Not all data is equal. These differences drives the response. Organizations must be prepared for all types of cyber-breach events. Data is everywhere, including personal data (PCI, PHI, PII) and intellectual property. These present rich targets of opportunity and can be accessed in variety of ways and at multiple levels.
A characteristic of these cyber-breaches is that they have and can penetrate a company’s perimeter data security defenses through multiple channels to exploit all layers of information security. Unfortunately, if a sophisticated attacker targets a company, they will be able to breach the data security in place. Knowing what changes to make now, will avoid or mitigate an impending cyber-breach business crisis, improve operational performance and protect stakeholders.
Every crisis is a human crisis. Both in impact and cause. Many cyber breaches come from actions by employees. Phishing is used because it works. The acronym PICNIC (Problem in Chair, Not In Computer) holds true.
What do you need to do now?
- Develop and maintain a Cyber Threat Intelligence Program to identify cyber threats and coordinate response to them.

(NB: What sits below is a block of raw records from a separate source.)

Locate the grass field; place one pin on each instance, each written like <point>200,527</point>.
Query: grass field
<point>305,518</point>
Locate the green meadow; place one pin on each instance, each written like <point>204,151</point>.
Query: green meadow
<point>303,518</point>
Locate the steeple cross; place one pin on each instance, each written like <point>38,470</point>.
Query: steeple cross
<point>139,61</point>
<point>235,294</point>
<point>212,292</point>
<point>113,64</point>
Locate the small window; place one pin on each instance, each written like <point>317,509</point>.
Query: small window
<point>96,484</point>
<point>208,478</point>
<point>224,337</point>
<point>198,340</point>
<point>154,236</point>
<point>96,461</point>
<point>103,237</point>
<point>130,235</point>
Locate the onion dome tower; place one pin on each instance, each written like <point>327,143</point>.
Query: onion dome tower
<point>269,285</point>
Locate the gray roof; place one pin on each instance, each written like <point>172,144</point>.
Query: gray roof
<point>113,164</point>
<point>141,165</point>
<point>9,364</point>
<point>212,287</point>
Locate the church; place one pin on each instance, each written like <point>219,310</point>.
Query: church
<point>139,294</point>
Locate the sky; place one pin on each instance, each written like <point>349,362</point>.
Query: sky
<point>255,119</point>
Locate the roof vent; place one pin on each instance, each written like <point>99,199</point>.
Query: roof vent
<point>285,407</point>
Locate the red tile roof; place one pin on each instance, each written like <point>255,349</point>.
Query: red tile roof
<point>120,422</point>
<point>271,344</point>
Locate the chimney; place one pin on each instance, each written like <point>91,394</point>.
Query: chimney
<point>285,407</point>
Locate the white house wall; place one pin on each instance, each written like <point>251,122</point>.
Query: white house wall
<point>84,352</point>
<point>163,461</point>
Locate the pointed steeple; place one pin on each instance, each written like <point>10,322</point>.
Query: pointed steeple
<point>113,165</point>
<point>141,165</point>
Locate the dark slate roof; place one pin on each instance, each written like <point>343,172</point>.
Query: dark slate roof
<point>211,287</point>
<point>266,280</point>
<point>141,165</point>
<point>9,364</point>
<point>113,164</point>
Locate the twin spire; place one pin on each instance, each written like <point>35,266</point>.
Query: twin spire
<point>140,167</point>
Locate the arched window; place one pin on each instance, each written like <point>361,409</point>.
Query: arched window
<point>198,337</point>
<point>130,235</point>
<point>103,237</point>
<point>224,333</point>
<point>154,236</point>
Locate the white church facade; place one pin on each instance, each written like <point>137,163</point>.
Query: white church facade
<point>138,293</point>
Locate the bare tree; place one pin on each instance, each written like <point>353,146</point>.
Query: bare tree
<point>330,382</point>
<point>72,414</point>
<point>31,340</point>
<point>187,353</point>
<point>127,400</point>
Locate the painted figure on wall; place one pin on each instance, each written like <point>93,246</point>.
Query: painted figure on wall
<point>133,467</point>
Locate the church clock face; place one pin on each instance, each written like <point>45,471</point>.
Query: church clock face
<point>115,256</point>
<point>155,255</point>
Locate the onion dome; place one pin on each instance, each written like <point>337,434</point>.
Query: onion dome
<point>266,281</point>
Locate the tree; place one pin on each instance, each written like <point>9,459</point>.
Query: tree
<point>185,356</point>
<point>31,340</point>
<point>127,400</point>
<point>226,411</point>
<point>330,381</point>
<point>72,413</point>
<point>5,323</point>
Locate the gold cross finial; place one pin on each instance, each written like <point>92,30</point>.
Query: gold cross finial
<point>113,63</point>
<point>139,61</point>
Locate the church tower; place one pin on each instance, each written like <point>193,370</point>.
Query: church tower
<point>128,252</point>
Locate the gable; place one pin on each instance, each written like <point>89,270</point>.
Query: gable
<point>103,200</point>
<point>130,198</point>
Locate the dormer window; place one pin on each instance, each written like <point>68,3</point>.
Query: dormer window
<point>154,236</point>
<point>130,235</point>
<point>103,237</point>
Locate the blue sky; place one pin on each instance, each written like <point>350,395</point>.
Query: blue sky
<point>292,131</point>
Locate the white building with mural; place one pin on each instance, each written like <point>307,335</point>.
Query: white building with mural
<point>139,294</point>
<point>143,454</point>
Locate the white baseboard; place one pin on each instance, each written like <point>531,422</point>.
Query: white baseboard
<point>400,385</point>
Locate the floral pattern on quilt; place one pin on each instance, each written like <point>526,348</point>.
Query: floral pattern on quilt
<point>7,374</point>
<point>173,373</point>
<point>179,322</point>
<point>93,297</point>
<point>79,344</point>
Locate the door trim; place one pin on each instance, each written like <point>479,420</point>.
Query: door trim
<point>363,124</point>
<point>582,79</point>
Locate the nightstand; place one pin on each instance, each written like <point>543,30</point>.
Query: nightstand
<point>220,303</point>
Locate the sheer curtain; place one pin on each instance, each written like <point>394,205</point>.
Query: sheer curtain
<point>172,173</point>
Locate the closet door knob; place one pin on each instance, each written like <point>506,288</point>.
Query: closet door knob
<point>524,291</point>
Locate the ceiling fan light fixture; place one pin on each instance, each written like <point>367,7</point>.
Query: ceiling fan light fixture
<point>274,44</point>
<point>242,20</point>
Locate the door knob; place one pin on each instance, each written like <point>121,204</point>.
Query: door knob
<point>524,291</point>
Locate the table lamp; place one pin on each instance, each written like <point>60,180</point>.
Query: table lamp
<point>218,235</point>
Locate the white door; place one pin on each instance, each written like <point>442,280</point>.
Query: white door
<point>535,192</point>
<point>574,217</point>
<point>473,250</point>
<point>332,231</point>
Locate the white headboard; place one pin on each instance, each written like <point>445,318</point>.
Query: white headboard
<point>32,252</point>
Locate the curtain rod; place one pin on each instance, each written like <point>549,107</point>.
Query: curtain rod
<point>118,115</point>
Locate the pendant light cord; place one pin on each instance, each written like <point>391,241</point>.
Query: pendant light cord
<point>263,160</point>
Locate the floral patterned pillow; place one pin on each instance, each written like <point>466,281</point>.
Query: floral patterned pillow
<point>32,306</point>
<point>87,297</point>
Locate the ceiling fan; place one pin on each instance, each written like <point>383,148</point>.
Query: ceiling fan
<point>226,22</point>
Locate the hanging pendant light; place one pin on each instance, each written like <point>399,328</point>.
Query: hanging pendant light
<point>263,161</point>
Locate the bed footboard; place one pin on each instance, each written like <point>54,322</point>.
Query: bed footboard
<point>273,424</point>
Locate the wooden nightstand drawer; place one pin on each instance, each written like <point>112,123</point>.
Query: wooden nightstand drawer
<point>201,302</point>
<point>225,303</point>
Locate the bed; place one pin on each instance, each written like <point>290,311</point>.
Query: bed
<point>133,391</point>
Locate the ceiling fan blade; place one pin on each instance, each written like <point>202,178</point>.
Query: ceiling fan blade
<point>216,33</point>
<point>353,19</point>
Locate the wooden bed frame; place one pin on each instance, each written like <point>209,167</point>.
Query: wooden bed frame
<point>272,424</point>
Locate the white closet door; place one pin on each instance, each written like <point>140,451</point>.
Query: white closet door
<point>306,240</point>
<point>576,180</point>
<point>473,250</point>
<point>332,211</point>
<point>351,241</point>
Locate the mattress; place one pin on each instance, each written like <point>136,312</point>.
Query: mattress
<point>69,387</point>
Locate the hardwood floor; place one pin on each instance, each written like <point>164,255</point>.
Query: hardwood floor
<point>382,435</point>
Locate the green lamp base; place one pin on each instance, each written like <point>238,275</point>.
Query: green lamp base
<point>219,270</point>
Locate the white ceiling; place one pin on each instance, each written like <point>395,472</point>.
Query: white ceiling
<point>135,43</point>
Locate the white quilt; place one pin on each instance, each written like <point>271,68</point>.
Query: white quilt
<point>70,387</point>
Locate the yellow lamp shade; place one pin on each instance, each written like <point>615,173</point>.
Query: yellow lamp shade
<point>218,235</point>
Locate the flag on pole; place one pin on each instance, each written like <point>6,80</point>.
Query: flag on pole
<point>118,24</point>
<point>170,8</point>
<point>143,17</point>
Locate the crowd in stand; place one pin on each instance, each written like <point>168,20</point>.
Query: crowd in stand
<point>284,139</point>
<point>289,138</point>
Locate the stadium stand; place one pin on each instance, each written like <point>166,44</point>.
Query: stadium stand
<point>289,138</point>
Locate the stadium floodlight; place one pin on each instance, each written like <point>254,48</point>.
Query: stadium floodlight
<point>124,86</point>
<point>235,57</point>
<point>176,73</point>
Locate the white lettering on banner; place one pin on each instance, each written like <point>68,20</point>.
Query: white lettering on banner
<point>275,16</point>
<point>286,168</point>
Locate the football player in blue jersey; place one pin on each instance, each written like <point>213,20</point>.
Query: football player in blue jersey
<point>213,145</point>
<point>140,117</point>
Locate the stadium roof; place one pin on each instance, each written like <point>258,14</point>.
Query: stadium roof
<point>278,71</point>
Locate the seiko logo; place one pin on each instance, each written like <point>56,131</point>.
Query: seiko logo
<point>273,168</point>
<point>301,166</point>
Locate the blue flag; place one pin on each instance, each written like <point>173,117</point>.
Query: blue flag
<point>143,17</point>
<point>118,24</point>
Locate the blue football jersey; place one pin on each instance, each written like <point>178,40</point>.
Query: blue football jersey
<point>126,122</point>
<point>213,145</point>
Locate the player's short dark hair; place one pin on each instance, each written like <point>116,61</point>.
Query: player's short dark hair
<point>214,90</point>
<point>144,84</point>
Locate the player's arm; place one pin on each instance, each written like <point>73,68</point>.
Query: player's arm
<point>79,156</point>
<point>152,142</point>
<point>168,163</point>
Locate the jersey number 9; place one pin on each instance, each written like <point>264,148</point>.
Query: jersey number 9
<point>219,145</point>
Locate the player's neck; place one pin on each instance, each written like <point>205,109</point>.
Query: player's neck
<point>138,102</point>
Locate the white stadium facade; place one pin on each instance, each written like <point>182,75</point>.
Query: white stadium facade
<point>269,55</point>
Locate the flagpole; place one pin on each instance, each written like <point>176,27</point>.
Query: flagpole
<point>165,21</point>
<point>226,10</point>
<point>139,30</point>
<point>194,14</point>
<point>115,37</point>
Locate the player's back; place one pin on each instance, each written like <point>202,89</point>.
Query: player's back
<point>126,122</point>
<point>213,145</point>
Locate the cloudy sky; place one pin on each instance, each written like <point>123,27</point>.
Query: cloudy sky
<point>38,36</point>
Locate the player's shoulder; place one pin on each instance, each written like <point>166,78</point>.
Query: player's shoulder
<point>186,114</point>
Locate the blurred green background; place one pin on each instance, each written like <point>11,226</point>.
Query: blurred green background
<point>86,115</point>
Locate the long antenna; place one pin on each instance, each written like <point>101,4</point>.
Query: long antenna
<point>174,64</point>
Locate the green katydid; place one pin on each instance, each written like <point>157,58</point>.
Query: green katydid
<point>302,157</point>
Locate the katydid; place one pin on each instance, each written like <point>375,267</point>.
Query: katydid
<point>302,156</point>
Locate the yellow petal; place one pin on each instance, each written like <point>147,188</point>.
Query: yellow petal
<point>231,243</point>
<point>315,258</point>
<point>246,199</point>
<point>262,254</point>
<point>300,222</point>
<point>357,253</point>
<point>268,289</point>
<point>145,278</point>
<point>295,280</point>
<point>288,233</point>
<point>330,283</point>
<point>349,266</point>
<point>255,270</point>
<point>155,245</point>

- Maintain a current Information Asset Inventory.
- Increase employee awareness of cyber breach warnings signs and indicators.
- Train employees on what to do and not do.
- Establish an enterprise-wide Cyber Breach Response Plan to respond to and manage the business impacts of a cyber breach.
- Prepare a Cyber Breach Crisis Communications Plan with Message Maps.
- Conduct a Hotwash after any cyber breach and implement lessons learned.
- Identify the external resources needed now to support your cyber breach response.